Pretty much the same idea as yours, but some graphics programmers might prefer to utilize the rasterization functionality to model the stroke.

If we want the paint to flow around, simulation could be implemented on top, e.g. so one color diffuses into another.

Though, if we want to paint on complex 3D models, we have no simple mapping from the 3D surface to a planar texture domain, and everything becomes much harder.
Even if we have nice UV charts on the model, there will be no adjacency information across the chart boundaries, so simulation breaks, and texturing has seams.
This can be solved with seamless UV maps, but having worked this out, i would say that's much too difficult.

Alternatives then become 3D particles, making a paint mesh on top the model, working on the mesh directly (using vertices / polys instead texels), or various approaches of volumetric texturing.
But all of that is much more expensive and complex, so i would hope a 2D approach is good enough.

JoeJ said:
Well, we could say any 2D fluid sim using Eulerian grid is image based too, so that would not rule out the use of simulations anyway.

Hah, okay, fair enough!

JoeJ said:
I have no doubt they do simulation because of the shrinking blob. That's basically a form of surface tension, trying to minimize surface area by concentrating volume to one spot.

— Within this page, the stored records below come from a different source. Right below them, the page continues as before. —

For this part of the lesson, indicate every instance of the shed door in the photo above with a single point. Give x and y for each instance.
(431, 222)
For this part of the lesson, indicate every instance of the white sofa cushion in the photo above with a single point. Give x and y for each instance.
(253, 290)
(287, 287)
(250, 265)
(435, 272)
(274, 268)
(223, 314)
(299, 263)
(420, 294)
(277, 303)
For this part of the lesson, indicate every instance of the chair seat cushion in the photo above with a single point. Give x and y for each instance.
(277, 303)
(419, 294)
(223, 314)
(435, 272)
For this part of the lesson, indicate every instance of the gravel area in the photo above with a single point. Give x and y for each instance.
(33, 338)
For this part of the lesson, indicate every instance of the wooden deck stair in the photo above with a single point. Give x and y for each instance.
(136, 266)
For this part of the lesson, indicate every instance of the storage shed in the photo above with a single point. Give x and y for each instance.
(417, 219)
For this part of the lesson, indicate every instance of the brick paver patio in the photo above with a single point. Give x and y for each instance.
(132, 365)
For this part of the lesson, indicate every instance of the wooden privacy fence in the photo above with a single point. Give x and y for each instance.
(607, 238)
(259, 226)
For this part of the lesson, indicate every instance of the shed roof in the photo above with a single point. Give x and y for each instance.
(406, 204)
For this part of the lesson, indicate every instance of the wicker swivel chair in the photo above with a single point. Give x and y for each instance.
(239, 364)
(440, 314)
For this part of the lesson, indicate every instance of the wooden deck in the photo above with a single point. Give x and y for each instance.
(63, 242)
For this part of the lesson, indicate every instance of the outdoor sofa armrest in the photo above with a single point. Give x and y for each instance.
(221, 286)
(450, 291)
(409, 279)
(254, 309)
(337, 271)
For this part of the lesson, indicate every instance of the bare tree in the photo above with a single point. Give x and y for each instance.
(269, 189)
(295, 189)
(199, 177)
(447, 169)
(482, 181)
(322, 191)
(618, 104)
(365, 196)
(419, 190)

It could also be done by starting with a fuzzy source-image, and using something like:

reRenderedSourceImagePixel = smoothstep(min(0.9989, 0.999 * dt), 0.999, inputPixel);

Or so I would think.

That should result in an image in which the lighter colour (which I'm presuming for the sake of example to be the underlying “painting” colour) gives way to the darker colour over time--but never so much that pure white is overtaken.

As a result, a fuzzy blob slowly shrinks in on itself, I would imagine.

JoeJ said:
Pretty much the same idea as yours, but some graphics programmers might prefer to utilize the rasterization functionality to model the stroke.

That's fair; something like that could work too, I daresay.

JoeJ said:
Though, if we want to paint on complex 3D models, we have no simple mapping from the 3D surface to a planar texture domain, and everything becomes much harder.

Oh yes, that's a much harder problem. What we have here, I'm glad to say, is significantly simpler! Just a nice, uncomplicated rectangle to paint.

MWAHAHAHAHAHAHA!!!

My Twitter Account: @EbornIan

blablaalb said:
This is the most advanced shader I have written so far.

sidenote: I don`t think that`s too much relevant if it does not relate to the reason/problem why you`ve created this post (like it`s not related to what you`re currently trying to achieve ). You should focus on explaining the problem you`re trying to solve. If it bears relevance to the issue for which you`re seeking help than you should copy past that code in this thread.